Andre helps Donny with settling in and introduces him to Misbah. Donny moves to the village to be closer to Andre and Vicky but Misbah remains sceptical and is worried for Andre; she becomes further frustrated when Donny tells Andre that he cannot afford a house for them to live in and so they are invited by Misbah's husband Zain Rizwaan (Jonas Khan) to live with them. Vicky and Donny end up moving in with the Maaliks. After Zain collapses, Andre makes a mistake whilst caring for him which puts Zain in further danger, which leads to Andre feeling very worried. It is revealed that Donny is obsessed with catching a mysterious ganger called "Blue" who has been terrorising the Hollyoaks village. Amidst this storyline, a "mystery injury" is found on Andre when he and Leah decide to sell water guns in a park, which leads to Leah discovering a "bullet wound" on Andre. It is later revealed that Andre was accidentally shot by Blue when he was a child, which prompted Donny to relentlessly search for Blue.

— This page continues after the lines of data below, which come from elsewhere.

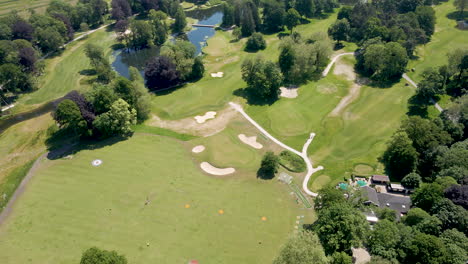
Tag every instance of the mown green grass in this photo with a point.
(23, 6)
(63, 73)
(70, 206)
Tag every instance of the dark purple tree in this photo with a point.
(161, 73)
(22, 30)
(458, 194)
(27, 58)
(86, 108)
(121, 9)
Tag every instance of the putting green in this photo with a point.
(71, 205)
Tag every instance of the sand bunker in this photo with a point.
(202, 119)
(96, 163)
(208, 168)
(251, 141)
(198, 149)
(217, 74)
(288, 92)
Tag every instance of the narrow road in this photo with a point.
(406, 77)
(303, 154)
(334, 59)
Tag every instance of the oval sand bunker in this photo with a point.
(198, 149)
(251, 141)
(208, 168)
(202, 119)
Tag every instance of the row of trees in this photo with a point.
(106, 110)
(419, 237)
(175, 64)
(408, 23)
(23, 41)
(138, 34)
(275, 14)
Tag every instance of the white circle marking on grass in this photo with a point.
(96, 163)
(198, 149)
(251, 141)
(208, 115)
(208, 168)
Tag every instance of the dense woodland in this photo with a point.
(428, 155)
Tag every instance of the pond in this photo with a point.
(197, 36)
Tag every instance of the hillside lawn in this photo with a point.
(70, 206)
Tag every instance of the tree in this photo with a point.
(255, 42)
(450, 215)
(247, 24)
(427, 195)
(263, 78)
(433, 84)
(384, 239)
(228, 15)
(269, 165)
(273, 16)
(180, 21)
(161, 72)
(460, 5)
(426, 249)
(117, 121)
(386, 214)
(327, 197)
(141, 34)
(340, 227)
(423, 222)
(292, 19)
(339, 31)
(97, 256)
(426, 18)
(458, 194)
(68, 116)
(411, 181)
(341, 258)
(304, 248)
(401, 157)
(198, 69)
(102, 97)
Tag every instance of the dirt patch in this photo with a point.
(190, 126)
(288, 92)
(344, 69)
(350, 97)
(327, 88)
(198, 149)
(207, 116)
(251, 141)
(210, 169)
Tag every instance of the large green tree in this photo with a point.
(341, 227)
(98, 256)
(303, 248)
(401, 157)
(117, 121)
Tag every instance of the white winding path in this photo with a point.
(328, 68)
(406, 77)
(303, 154)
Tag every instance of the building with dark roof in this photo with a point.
(399, 203)
(380, 179)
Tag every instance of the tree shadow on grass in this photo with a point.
(261, 174)
(251, 98)
(457, 15)
(62, 143)
(417, 106)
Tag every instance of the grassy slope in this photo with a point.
(62, 73)
(161, 169)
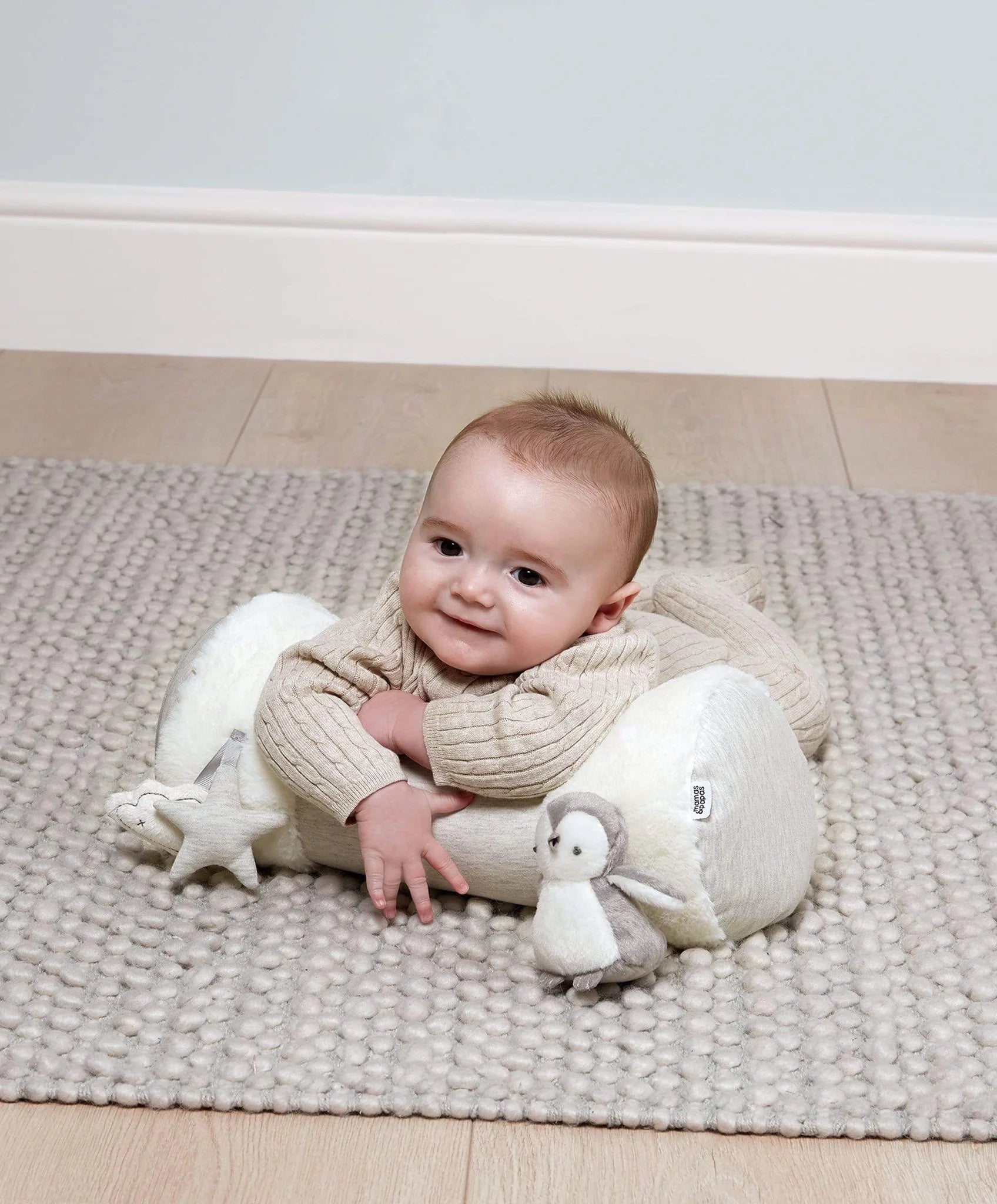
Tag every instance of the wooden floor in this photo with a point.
(262, 414)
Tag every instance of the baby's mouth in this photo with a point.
(466, 623)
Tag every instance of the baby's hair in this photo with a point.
(577, 440)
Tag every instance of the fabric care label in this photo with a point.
(702, 800)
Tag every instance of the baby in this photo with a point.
(507, 644)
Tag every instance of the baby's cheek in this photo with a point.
(536, 638)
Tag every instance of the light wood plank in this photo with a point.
(141, 409)
(561, 1165)
(723, 429)
(708, 429)
(918, 436)
(370, 416)
(76, 1154)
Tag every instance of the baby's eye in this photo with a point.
(530, 577)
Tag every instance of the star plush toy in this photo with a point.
(216, 829)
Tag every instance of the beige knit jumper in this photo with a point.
(516, 736)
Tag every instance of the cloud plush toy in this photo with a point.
(706, 771)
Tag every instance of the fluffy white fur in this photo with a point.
(644, 765)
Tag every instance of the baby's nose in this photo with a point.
(476, 588)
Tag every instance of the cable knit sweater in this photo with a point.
(516, 736)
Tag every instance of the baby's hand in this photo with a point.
(395, 830)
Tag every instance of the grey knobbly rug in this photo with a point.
(871, 1012)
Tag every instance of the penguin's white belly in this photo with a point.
(571, 932)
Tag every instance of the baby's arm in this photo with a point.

In September 2024, it was reported that Joshua-Anthony had left his role as Andre and had already filmed his final scenes. The actor also removed mentions of Hollyoaks from his Instagram bio and the soap later confirmed the actor's departure. The actor's exit was amid various other cast departures due to the soap decreasing its quantity of episodes from five to three episodes a week, which led to more than 20 characters being written out of the soap. Andre's final episode aired in the episode originally released on 5 September 2024.

==Storylines==
Dillon arrives to Hollyoaks looking for his sister, Vicky Grant (Anya Lawrence). He becomes friends with Dillon Ray (Nathaniel Dass). After Vicky tries to flirt with Andre, he reveals that his father, Donny Clark (Louis Emerick), recently found out about Vicky's existence and that he wanted to get to know her. Vicky is initially reluctant, but she comes round when Andre tells her that his aunt threatened to evict him if he did not stop seeing Vicky. Andre ends up moving with Dillon and his family and transfers to Hollyoaks High School. After encouragement from Dillon and Vicky, Leah Barnes (Ela-May Demircan) asks out Andre and he accepts, but her half-brother Lucas Hay (Oscar Curtis) becomes jealous of the attention that Andre is getting, particularly from Dillon, whom Lucas has romantic feelings for. Donny later moves to Hollyoaks, moving in with Andre and Dillon's family. It is revealed that Donny has been searching for criminal mysterious ganger called "Blue" as he accidentally shot Andre as a child. Andre later leaves the village.

==Reception==
After the announcement of the character, Stephen Patterson from Metro wrote that he did "not see that coming" and believed that Andre would "make his mark" in the village. He also called Andre's introduction a "Major" twist. Erin Zammitt from Digital Spy called Joshua-Anthony's casting as Andre "exciting" and called his introduction to the soap a "family affair". She also believed that Vicky's attempt to flirt with him was "awkward". Pip Ellwood-Hughes from Entertainment Focus also called Vicky getting "the wrong end of the stick" about Andre "awkward". Johnathon Hughes from Inside Soap opined that Vicky meeting Andre was "a touch of Long Lost Family, but also noted that it was initially not a "happy reunion" for the pair. Hughes also called Andre an "Amiable newcomer" and questioned why Andre had decided to "suddenly" track Vicky down. Hughes also believed that Vicky flirting with Andre was awkward. Sophie Dainty from Digital Spy wrote that Andre had to become a "persuasive salesman" when he found out that the stock he bought was not high-end electronics. Her colleague, Daniel Kilkelly, believed that Andre was "quickly winning everyone over" and suggested that he could become "embroiled in drama" due to Leah potentially using him. Rebecca Sayce from the same website speculated that Andre's bullet wound could be linked to Donny's desire to catch Blue. Justin Harp from Digital Spy called the character's exit a "notable departure". Stephen Matterson from Metro opined that Andre's main storyline was reuniting Donny and Vicky. Katy Hallam from Birmingham Live believed that Andre's reunions with Vicky and Donny were "emotional".